Question

Find orthogonal trajectory of x2+y2+2gx+c=0

Answer 1

x² + y² + 2gx + c = 0 ----------(1)

Differentiating w.r.t. x, we get:

2x + 2y(dy/dx) + 2g = 0

==> 2g = -( 2x + 2y(dy/dx) )

Substituting this value in eq(1), we get:

x² + y² - x[ 2x + 2y(dy/dx) ] + c = 0 ----------(2)

x² + y² - 2x² - 2xy(dy/dx) + c = 0

Replacing dy/dx by -dx/dy -->

x² + y² - 2x² + 2xy(dx/dy) + c = 0

y² - x² + 2xy(dx/dy) + c = 0

y²dy- x²dy+ 2xydx + cdy = 0

2xydx + ( y²- x² + c )dy = 0 ----------(3)

Eq(3) is of type 3 equation:

Thus,

Here M = 2xy and N =  y²- x² + c

dN/dx = -2x

dM/dy = 2x

₍N_x - M_y ) / M = (-2x - 2x) / 2xy

= -4x / 2xy

= -2 / y

I.F. = e^{∫-2/y dy} = e^-2logy = e^{log y^(-2)} = y^-2 = 1/y²

Multiplying I.F. with eq(3)

(1/y2) [2xydx + ( y²- x² + c )dy  = 0 ]

2x/y dx + (1 - (x/y)² +cy^-2) dy = 0 ---------(4)

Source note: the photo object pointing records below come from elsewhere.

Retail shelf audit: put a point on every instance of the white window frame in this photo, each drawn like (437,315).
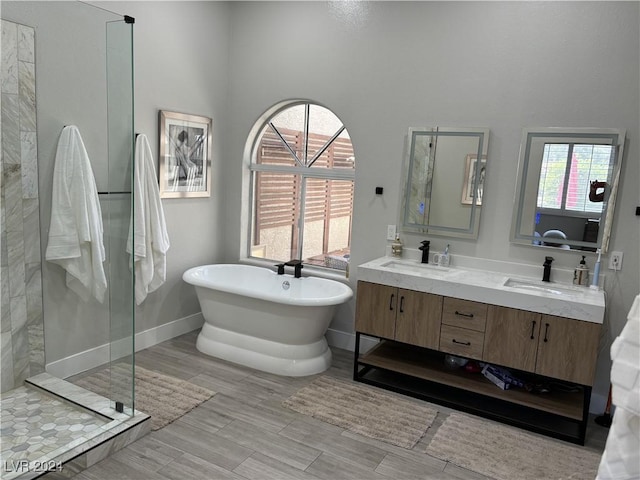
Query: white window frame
(251,168)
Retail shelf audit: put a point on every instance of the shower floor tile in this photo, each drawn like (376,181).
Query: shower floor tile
(36,427)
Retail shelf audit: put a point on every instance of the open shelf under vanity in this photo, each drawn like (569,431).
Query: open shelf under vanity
(421,373)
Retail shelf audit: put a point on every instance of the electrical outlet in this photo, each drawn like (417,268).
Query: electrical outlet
(391,232)
(615,261)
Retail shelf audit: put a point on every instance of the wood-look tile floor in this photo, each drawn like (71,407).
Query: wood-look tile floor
(243,432)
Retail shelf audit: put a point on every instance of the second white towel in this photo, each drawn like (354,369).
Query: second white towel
(75,233)
(148,241)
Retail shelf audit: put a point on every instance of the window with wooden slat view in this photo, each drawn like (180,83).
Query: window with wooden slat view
(302,168)
(567,173)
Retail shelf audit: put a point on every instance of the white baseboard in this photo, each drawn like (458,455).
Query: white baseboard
(97,356)
(101,355)
(347,341)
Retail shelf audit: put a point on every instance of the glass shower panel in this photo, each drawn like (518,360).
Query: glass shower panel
(117,202)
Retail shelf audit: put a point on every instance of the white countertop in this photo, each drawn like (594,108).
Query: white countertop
(491,287)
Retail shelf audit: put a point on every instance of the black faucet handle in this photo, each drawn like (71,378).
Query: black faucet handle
(298,270)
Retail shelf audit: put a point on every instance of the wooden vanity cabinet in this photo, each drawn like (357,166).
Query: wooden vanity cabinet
(552,346)
(511,338)
(568,349)
(399,314)
(418,330)
(375,310)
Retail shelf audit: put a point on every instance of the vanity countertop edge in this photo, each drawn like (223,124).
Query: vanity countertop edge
(486,287)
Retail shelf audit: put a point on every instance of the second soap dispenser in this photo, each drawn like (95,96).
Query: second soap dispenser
(396,247)
(425,250)
(581,273)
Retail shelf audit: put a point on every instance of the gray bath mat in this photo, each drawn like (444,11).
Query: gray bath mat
(507,453)
(364,410)
(162,397)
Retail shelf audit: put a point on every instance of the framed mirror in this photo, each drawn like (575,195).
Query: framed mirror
(444,181)
(566,187)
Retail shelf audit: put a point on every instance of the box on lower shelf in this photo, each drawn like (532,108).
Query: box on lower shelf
(563,409)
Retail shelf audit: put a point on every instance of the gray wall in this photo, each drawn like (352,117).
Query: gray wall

This is now an exact first order differential equation, so the solution of this equation is 

∫_{y constant} Mdx + ∫(terms not containing x) = c

In eq(4), M = 2x/y

∫2x/y dx + ∫(1+cy) dy = c

x²/y + y -c/y = c

x² + y² - c = cy

x² + y² -cy - c = 0

The general equation of circle is x² + y² +2gx - 2fy + c = 0

Thus, x² + y² - (-2f)y - c = 0

x² + y² + 2fy - c = 0

This is the required orthognal trajectory of the eq(1).